Vanilla clotted cream fudge filled with chunks of custard creams. You’ll be reaching for piece after piece of this scrummy fudge!
Originally posted in May 2014, recipe and photographs updated August 2019.
As mentioned above, today on the blog I have a recipe update to share. It’s seriously delicious, requires five ingredients and will be gone in a flash!
I previously shared this recipe five years ago and as I was making this fudge again last weekend and I thought I’d update the recipe and photos from the original blog post.
Several months ago I made this Bourbon Biscuit Fudge and that reminded me of this recipe I created when I’d just started food blogging – it’s such a long time ago now! I always find it nice to go back, update and remake older recipes because often as a food blogger you’re having so much fun creating new content that you tend to overlook older, much-loved bakes that are deserving of a makeover.
My custard cream fudge has proved popular with readers making and enjoying it, also on one occasion my auntie took some of this along to a charity bake sale and it sold out almost immediately!
Not to sound bigheaded, but I think that tells you how good this fudge recipe is!
My sister, Becky, modelling this yummy custard cream fudge. The best sweetshop vanilla fudge with chunks of crunchy biscuits throughout!
I use a brilliant clotted cream fudge recipe from Rodda’s and add chopped custard creams. For anyone overseas or who might not know what custard creams are, they’re basically two plain biscuits sandwiched together with a vanilla custard-flavoured buttercream filling.
Trust me, once you’ve tasted a custard cream there’s no doubt about it you’ll be hooked on them! Along with bourbon cream biscuits, digestives, gingernuts and jammy dodgers, custard creams too are one of us Britons favourite biscuits for dunking into tea.
The crunch from the vanilla flavoured biscuits contrasts wonderfully with the rich decadent clotted cream fudge. The reason I love this fudge recipe is because it tastes almost exactly like handmade fudge from a traditional sweetshop, but better because it’ll be made in your own kitchen!
(Makes approx. 40 pieces)
275g caster sugar
1 x 227g tub Cornish clotted cream
100g golden syrup
1/2 teaspoon vanilla extract (optional)
200g custard creams, chopped
- Line a 8 x 8 inch (20 x 20cm) square tin with parchment paper and set aside.
Place all the ingredients (except the custard creams) in a large saucepan. Heat gently and stir until all the sugar has dissolved.
- Turn the heat up and the bring the mixture up to the boil – occasionally stir the fudge to stop it catching. Allow to boil for 3-5 minutes until it’s turned a light golden colour. Then take straight off the heat – you can check the fudge is ready by using a sugar thermometer. If it has reached 116°C / 240°F then it’s ready. But if you don’t have a thermometer you can drop a small amount of the mixture into a glass of cold water and if a soft ball forms, then the fudge is ready to take off the heat.

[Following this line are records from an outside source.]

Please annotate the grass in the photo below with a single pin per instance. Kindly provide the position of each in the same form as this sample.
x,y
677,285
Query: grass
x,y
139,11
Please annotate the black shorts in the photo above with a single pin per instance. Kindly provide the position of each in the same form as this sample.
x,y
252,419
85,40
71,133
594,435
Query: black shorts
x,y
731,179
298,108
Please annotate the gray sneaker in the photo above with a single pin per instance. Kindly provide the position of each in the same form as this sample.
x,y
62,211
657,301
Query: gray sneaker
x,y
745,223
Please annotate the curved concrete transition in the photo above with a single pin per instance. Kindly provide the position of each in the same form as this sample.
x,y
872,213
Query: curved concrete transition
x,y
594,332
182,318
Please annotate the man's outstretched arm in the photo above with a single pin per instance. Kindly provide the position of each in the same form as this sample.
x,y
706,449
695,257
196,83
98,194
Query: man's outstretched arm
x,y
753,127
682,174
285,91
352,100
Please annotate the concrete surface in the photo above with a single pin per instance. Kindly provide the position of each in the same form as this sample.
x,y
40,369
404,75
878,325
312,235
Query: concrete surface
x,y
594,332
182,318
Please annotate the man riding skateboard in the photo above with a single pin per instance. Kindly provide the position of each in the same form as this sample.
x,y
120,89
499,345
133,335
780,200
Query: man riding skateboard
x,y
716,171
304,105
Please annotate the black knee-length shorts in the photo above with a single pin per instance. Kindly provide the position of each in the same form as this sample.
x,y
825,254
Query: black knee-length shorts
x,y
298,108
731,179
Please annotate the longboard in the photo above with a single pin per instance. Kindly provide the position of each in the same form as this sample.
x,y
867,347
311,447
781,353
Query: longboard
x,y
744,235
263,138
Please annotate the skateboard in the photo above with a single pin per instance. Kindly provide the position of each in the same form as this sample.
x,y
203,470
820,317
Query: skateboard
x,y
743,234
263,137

- Using a wooden spoon, continuously beat the fudge for 5-10 minutes until it is really thick and matte. Now fold in 3/4 of the chopped biscuits. Spread the fudge into the tin you prepared and lined earlier and decorate the top with the remaining chopped biscuits – press into the top to make sure they stick.
- Place the fudge in the fridge for at least 4 hours or overnight until set. Once set, cut the fudge into pieces – this recipe makes approx. 40 pieces of fudge.
- Fudge will keep in an airtight container at room temperature or in the fridge for up to 3 days.
- Though the recipe only requires five ingredients, the vanilla extract is optional. I love the flavour it adds, but it can be omitted.
- This recipe makes roughly 40 pieces of fudge, it might make more or less depending on how big or small you cut your squares of fudge.
- The fudge is best left overnight to set for it to firm up enough.
- This fudge will keep stored in an airtight container at room temperature for up to 3 days, please note that the biscuit on top will soften and loses it crunchiness a little the longer you keep it – however the biscuit takes on a softer more cake-like consistency, which is still very enjoyable nonetheless.